News Flash: Run-off is over. And while that may sound like good news for the immediate here and now, it foretells of pending low and warm water for the remainder of the year. The month of June has been most interesting. Two episodes of much hotter (all time record breaking) heat waves which resulted in extreme snow melt from the high country. If you look at the mountains and plateaus of the Beartooths, it quickly becomes evident that the white stuff is pretty much gone. Further evidence you ask? Well the Robertson Draw fire and the extreme fire behavior should be sufficient to make the point. I spent a large portion of my ill spent youth chasing fire across the Beartooth and Pryor Mountains, and I’ve never seen the likes of what we witnessed last Tuesday evening. Flames lengths of 200 feet or more ripping across the east face of Line Creek Plateau and eventually Mount Maurice should serves as an absolute wake up/early warning. And it’s only mid-June. Saddle up kids, it’s gonna be a summer, possibly another 1988 or worse. Only time will tell and pray for rain. But all in not gloom and doom.
Given the above information, what does it mean for the average Joe fisher-folk? As you may be aware, MFWP is already talking about restrictions. It likely won’t happen until mid to late July, but if we stay the course of our current weather pattern, you can bet your bottom dollar that it will happen. Thus, fishing will evolve into an early morning endeavor. Hoot Owl restriction typically kick in at 2 pm. And remember what I’ve said before, 70 degree water temperature quickly becomes lethal to trout, we need to stop at 68 degrees and give the fish a break. One other thought …. buy a thermometer and use it. And though, I’ve never extolled these thoughts this early in the season, this year is gonna be weird and maybe it’s the new normal (man I hate that term).
One last thought …. hoppers! If you don’t have them, get them, you are going to need them. As hopper-iferous as last summer was, I think it will pale in comparison to what this year is going to be like. I’m seeing bizillions at my house. All sizes. All colors. They are ravenous and growing fast.
Well it finally happened. The mother’s Day Caddis popped and produced three good to very good days of fishing dries to rising fish. Initially the fish were rather stupid and would eat any decently presented caddis floating in their sight window. By the third day, the fish were so stuffed full of bugs and persnickety, they only seemed interested in pupa caught in the surface tension. Think LaFontaine sparkle pupa which I unfortunately did not have in my possession. It took some serious bank sitting and observations to figure that one out, but what a lovely way to spend an afternoon or three.
And now, that’s done and the water is coming up fast. The Stillwater has gained a foot, Rock Creek has gained almost that much and the Clark’s Fork is up three feet.
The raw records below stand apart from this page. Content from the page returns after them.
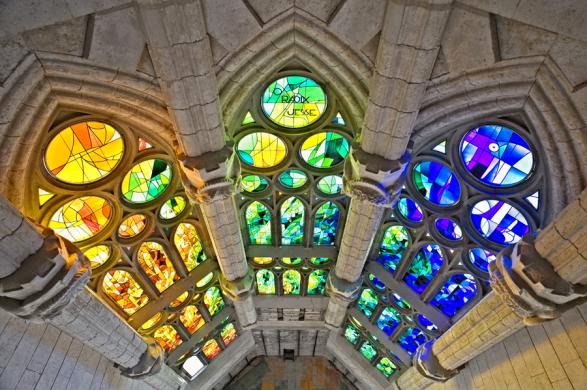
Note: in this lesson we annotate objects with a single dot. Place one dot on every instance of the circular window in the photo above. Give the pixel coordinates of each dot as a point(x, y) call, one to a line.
point(293, 101)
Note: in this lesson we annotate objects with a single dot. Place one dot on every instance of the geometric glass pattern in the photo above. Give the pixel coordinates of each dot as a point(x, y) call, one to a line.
point(81, 218)
point(293, 101)
point(84, 152)
point(497, 155)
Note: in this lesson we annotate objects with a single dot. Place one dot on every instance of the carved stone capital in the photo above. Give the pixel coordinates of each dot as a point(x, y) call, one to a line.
point(529, 285)
point(150, 362)
point(46, 281)
point(210, 176)
point(428, 365)
point(374, 179)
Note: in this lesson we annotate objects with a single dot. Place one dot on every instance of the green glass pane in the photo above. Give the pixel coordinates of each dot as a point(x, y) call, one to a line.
point(352, 334)
point(293, 101)
point(325, 150)
point(258, 220)
point(386, 367)
point(146, 181)
point(293, 178)
point(368, 351)
point(254, 184)
point(265, 282)
point(292, 222)
point(317, 282)
point(367, 302)
point(330, 185)
point(291, 282)
point(325, 224)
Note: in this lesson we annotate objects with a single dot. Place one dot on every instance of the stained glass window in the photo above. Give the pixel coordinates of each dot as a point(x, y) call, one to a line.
point(124, 290)
point(292, 281)
point(154, 261)
point(292, 221)
point(81, 218)
point(258, 223)
point(84, 152)
point(293, 101)
point(325, 224)
point(261, 150)
point(146, 181)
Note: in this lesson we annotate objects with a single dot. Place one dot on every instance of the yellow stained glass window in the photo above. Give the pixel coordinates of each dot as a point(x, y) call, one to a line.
point(81, 218)
point(191, 318)
point(156, 264)
point(84, 153)
point(124, 290)
point(167, 337)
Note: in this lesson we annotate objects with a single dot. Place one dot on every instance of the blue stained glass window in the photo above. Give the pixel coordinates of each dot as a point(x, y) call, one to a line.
point(436, 182)
point(455, 293)
point(497, 155)
point(499, 221)
point(388, 320)
point(424, 267)
point(325, 224)
point(411, 339)
point(292, 222)
point(410, 209)
point(395, 242)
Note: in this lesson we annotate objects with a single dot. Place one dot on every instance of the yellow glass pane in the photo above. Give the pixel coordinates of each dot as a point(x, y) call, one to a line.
point(124, 290)
point(81, 218)
point(84, 153)
point(191, 318)
point(154, 261)
point(167, 337)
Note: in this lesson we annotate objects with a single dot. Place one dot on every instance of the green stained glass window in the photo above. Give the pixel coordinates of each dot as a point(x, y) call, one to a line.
point(258, 219)
point(292, 281)
point(254, 184)
point(325, 224)
point(330, 185)
point(265, 282)
point(325, 150)
point(367, 302)
point(293, 101)
point(293, 178)
point(368, 351)
point(317, 282)
point(292, 222)
point(146, 181)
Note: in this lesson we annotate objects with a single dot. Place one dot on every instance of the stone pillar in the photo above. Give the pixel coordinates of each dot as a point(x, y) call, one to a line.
point(534, 281)
point(47, 283)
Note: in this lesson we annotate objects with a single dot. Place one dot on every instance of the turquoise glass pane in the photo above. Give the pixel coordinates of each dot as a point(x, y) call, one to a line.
point(325, 224)
point(258, 219)
point(292, 222)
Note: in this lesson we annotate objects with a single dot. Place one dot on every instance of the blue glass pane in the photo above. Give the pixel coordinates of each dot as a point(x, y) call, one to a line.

Can you say mud? Sure, I knew you could. Thus we are entering into the waiting game portion of the season. Not anything we can do to influence the run off, it happens every year, so sit back and enjoy, it cleans out the rivers and carves the hiddy holes we’ll be fishing for the remainder of the year.
Given what I see for snow sitting in the high country, I believe that the last of June or the first of July, as usual, will be the timeframe for reacquainting ourselves with the area streams and rivers and their inhabitants. Time to tend that garden, tie those flies, get your “got to do’s” done.
Stay tuned to this station, as thing progress or opportunities arise, I’ll spill the beans.
Hard to know how to describe the spring and associated fishing thus far in 2021. Generally, the month of April has been a bust. Most of the month has been well below normal temperatures with the occasional spike of very much above normal temperatures. Consistency of water temperatures has not existed and therefore the typically good dry fly fishing has not materialize. I’ve spoken with a few other professionals in the neighborhood and they all admit the same. Little to no real hatches of any magnitude. On a personal note, I can tell you that I’ve seen more baetis and March Browns on my house windows, than I’ve seen on any river. Such is the way of mother nature.
As we roll in to the month of May, the Mother’s Day Caddis should be the thing. In fact, we usually see them during the last week in April, but again with the water temperatures being low, the caddis have not yet popped. Unfortunately, they may do so during the pulse of high and off colored water we are currently facing. However, the cooler temperatures which we are suppose to see during the remainder of the week should help to drop and clear the Stillwater and Rock Creek systems. The Jelly is likely toast until July, but who really knows, all of this is a guess, hopefully an educated one. From now until mid-May, there should be the occasional window of fishing opportunity, but they will become fewer as time goes on. Get it when you can!